Il funzionamento del Mathias Corvinus Collegium è al centro di questo approccio pragmatico e aperto al dibattito. MCC lavora da 25 anni per coltivare il talento: sosteniamo lo sviluppo dei nostri studenti dalla scuola elementare all’università. L’anno scorso, il collegio ha raggiunto un importante punto di svolta poiché il sostegno su larga scala fornito dal Parlamento ungherese gli ha permesso di espandere le sue operazioni all’intero bacino dei Carpazi.

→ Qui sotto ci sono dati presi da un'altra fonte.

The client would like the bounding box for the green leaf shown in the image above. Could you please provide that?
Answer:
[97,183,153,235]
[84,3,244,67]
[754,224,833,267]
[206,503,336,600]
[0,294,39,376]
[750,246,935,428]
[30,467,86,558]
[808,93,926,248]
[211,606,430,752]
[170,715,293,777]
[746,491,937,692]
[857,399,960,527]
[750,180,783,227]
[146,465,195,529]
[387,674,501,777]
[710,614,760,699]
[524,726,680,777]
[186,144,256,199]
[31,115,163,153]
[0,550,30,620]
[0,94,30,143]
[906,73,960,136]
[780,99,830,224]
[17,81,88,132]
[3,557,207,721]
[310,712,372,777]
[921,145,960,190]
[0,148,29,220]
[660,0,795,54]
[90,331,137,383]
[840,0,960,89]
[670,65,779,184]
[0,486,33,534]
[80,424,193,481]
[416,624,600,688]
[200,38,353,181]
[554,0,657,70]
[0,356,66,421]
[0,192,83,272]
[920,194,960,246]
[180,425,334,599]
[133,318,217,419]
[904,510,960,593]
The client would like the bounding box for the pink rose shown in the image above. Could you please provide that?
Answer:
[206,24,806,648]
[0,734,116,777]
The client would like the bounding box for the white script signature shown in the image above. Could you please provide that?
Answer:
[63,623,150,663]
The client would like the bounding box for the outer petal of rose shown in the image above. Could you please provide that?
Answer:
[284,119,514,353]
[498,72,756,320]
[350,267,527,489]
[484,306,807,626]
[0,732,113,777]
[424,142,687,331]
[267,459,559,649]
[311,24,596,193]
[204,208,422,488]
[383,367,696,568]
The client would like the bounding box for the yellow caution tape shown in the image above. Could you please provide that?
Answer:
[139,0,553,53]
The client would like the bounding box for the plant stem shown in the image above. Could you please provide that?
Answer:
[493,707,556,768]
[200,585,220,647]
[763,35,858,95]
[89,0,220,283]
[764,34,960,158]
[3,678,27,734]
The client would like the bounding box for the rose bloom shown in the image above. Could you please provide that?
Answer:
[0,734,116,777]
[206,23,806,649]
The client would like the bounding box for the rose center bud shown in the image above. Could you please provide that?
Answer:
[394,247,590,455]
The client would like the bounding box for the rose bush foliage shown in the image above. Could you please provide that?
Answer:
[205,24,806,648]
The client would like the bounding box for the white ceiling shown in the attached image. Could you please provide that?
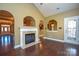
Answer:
[34,3,79,17]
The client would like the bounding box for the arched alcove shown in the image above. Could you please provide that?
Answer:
[47,20,57,31]
[0,10,14,34]
[23,16,35,26]
[0,10,14,48]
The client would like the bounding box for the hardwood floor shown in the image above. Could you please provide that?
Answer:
[0,38,79,56]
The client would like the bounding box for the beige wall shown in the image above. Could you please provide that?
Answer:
[0,3,44,45]
[45,9,79,40]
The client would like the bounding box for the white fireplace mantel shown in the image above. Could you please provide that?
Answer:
[20,27,39,49]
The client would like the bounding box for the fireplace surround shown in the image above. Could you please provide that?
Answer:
[20,27,40,49]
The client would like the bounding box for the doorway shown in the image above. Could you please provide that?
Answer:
[64,16,79,44]
[0,10,14,52]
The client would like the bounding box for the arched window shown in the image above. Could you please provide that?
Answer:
[47,20,57,31]
[23,16,35,26]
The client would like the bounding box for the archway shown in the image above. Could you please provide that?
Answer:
[0,10,14,50]
[23,16,36,26]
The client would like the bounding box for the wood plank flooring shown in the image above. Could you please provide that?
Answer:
[0,38,79,56]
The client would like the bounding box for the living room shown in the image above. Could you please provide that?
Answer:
[0,3,79,56]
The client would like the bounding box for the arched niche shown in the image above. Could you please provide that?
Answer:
[39,20,44,31]
[47,20,57,31]
[23,16,35,27]
[0,10,14,35]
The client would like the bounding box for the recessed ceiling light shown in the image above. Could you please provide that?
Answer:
[56,8,60,10]
[40,3,43,5]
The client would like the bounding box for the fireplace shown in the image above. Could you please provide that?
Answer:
[25,33,35,44]
[20,27,40,49]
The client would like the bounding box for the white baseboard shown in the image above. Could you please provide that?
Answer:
[43,37,79,45]
[14,45,20,49]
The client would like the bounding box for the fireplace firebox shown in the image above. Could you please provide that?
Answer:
[25,33,35,44]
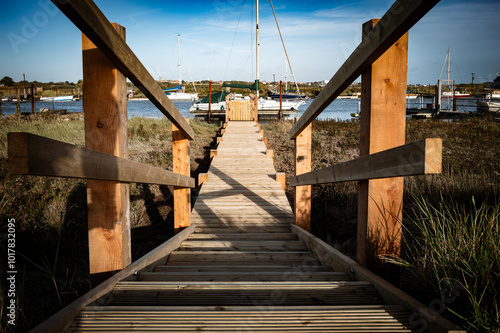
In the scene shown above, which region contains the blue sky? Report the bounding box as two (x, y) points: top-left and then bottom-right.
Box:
(0, 0), (500, 84)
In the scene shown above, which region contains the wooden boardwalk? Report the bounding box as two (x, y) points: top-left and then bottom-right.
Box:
(64, 122), (420, 332)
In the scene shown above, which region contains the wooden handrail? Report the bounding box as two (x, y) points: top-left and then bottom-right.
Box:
(290, 0), (439, 139)
(51, 0), (194, 140)
(290, 139), (443, 186)
(8, 132), (195, 188)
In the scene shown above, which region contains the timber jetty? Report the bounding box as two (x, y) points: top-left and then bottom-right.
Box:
(4, 0), (463, 332)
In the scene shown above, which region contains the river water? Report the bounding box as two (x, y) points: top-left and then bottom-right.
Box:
(3, 98), (477, 120)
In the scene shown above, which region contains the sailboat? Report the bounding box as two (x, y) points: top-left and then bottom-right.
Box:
(440, 48), (470, 99)
(163, 34), (199, 101)
(189, 0), (305, 114)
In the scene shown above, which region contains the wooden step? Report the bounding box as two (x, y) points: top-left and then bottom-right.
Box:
(105, 281), (381, 306)
(188, 232), (298, 241)
(179, 240), (307, 251)
(154, 263), (333, 273)
(68, 305), (412, 333)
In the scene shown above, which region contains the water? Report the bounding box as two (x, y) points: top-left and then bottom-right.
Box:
(3, 98), (477, 120)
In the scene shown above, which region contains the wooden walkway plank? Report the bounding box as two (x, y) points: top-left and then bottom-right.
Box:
(54, 122), (459, 333)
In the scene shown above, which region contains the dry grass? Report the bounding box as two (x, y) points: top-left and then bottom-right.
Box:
(0, 116), (218, 332)
(264, 118), (500, 332)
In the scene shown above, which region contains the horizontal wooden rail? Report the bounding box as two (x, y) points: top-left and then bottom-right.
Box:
(290, 139), (443, 186)
(290, 0), (439, 139)
(51, 0), (194, 140)
(8, 132), (195, 188)
(30, 225), (195, 333)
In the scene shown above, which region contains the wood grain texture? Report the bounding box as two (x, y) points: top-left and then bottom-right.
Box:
(51, 0), (194, 140)
(82, 23), (132, 274)
(172, 124), (191, 231)
(294, 119), (312, 231)
(290, 0), (439, 139)
(357, 19), (408, 268)
(8, 132), (195, 188)
(290, 138), (442, 186)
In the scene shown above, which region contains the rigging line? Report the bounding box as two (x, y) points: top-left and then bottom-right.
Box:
(269, 0), (300, 96)
(222, 0), (245, 81)
(181, 40), (198, 93)
(439, 51), (448, 80)
(450, 52), (464, 86)
(209, 1), (238, 84)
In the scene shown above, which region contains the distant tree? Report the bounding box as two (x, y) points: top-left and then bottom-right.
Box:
(0, 76), (14, 87)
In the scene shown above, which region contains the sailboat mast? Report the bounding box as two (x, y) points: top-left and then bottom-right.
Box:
(448, 48), (450, 85)
(177, 34), (182, 85)
(255, 0), (260, 98)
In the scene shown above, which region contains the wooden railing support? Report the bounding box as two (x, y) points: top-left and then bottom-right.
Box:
(294, 117), (312, 231)
(198, 173), (208, 187)
(172, 120), (191, 233)
(357, 19), (408, 269)
(276, 172), (286, 190)
(82, 24), (131, 276)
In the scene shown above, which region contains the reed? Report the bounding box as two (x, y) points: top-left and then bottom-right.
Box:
(0, 116), (218, 333)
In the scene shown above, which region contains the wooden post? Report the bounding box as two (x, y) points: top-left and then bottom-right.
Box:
(266, 149), (274, 159)
(250, 94), (259, 124)
(278, 81), (283, 119)
(294, 117), (312, 231)
(357, 19), (408, 269)
(208, 81), (212, 123)
(198, 173), (208, 187)
(226, 94), (231, 123)
(16, 89), (21, 117)
(31, 84), (36, 114)
(276, 172), (286, 190)
(82, 23), (131, 283)
(172, 120), (191, 233)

Ora lavoriamo con migliaia di bambini in più di venti località e in pochi anni i nostri corsi gratuiti saranno disponibili per gli studenti ungheresi di tutto il mondo. Uno dei principi di base del MCC è che la gestione dei talenti si basa sulla strategia nazionale piuttosto che su considerazioni politiche. Vogliamo aiutare a formare un’élite ungherese patriottica ma anche di mentalità aperta e competitiva a livello internazionale. 

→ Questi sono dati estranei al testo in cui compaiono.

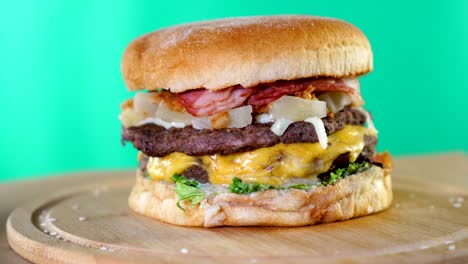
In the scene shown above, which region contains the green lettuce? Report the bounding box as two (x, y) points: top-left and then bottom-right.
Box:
(171, 174), (206, 211)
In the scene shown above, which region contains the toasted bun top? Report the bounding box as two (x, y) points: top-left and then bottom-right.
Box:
(122, 15), (373, 93)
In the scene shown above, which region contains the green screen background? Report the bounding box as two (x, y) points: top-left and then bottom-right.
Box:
(0, 0), (468, 181)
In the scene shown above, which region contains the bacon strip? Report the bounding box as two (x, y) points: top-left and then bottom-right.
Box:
(177, 78), (362, 116)
(177, 85), (254, 116)
(247, 79), (355, 108)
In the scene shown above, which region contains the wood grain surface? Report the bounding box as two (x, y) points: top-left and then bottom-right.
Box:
(0, 154), (468, 263)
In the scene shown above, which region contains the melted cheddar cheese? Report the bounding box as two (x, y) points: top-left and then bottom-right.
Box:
(147, 126), (374, 185)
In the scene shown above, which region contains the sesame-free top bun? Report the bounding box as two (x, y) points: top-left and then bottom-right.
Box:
(128, 166), (393, 227)
(122, 15), (373, 93)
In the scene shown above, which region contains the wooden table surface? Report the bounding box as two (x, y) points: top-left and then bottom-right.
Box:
(0, 153), (468, 263)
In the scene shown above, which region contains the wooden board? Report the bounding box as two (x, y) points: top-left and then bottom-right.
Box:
(7, 162), (468, 263)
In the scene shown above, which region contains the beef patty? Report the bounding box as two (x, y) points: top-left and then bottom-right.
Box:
(139, 136), (376, 183)
(122, 108), (366, 157)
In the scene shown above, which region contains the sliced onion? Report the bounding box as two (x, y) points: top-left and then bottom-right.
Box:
(155, 101), (193, 125)
(138, 117), (186, 129)
(119, 108), (145, 127)
(343, 78), (361, 93)
(271, 118), (294, 137)
(255, 113), (273, 124)
(133, 93), (158, 116)
(192, 116), (212, 129)
(317, 92), (351, 113)
(228, 105), (252, 128)
(304, 116), (328, 149)
(269, 96), (327, 122)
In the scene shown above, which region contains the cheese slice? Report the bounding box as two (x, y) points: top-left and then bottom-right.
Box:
(147, 126), (373, 185)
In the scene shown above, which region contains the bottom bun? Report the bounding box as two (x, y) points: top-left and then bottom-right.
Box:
(128, 166), (393, 227)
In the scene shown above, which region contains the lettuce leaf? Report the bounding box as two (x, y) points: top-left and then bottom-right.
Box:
(171, 174), (206, 211)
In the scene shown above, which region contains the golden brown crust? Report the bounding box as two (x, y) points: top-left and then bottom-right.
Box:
(129, 166), (392, 227)
(122, 16), (373, 93)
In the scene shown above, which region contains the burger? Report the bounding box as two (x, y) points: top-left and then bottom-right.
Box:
(120, 15), (392, 227)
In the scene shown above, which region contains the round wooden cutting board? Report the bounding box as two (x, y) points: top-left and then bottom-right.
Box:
(7, 172), (468, 263)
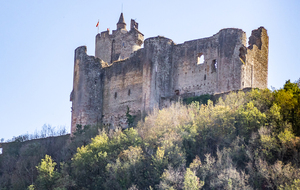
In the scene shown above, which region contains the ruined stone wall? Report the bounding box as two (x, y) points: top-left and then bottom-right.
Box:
(95, 31), (113, 63)
(71, 28), (268, 132)
(246, 27), (269, 88)
(103, 51), (143, 128)
(95, 28), (144, 63)
(70, 46), (103, 133)
(143, 37), (174, 112)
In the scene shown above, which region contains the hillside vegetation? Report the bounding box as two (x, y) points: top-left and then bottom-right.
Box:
(0, 81), (300, 190)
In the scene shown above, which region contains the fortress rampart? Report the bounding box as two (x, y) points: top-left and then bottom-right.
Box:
(70, 14), (268, 132)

C’è un’amicizia storica tra Italia e Ungheria, pensa che la cooperazione tra i nostri paesi aumenterà nei prossimi anni? In particolare, come possiamo accrescere la collaborazione tra conservatori italiani e conservatori mitteleuropei?

Nel XIX secolo gli ex soldati dell’esercito rivoluzionario ungherese hanno preso parte con orgoglio alla guerra di liberazione italiana e non abbiamo dimenticato la simpatia che ci è venuta dagli italiani durante la rivoluzione ungherese del 1956. La stretta connessione tra l’attuale destra politica dei due paesi è supportata anche da storie come questa. Se ci fossero stati più partiti come Forza Italia nel Partito Popolare Europeo, anche Fidesz non avrebbe dovuto lasciare il Ppe. E Matteo Salvini è un eroe in Ungheria perché è stato lui a riuscire a fermare l’immigrazione clandestina in mare, così come in Ungheria la sinistra ha quindi lanciato contro di lui una caccia alle streghe. La presidente di Fratelli d’Italia Giorgia Meloni è la donna politica più dinamica d’Europa. Non dimenticheremo mai come lei e i suoi militanti hanno cantato la canzone Avanti ragazzi di Buda in memoria della guerra d’indipendenza del ’56. Il vero cambiamento nell’Unione europea può iniziare solo se le forze patriottiche alla fine saliranno al potere in uno degli Stati membri fondatori. Quindi incoraggiamo anche i nostri amici italiani con Avanti ragazzi d’Italia!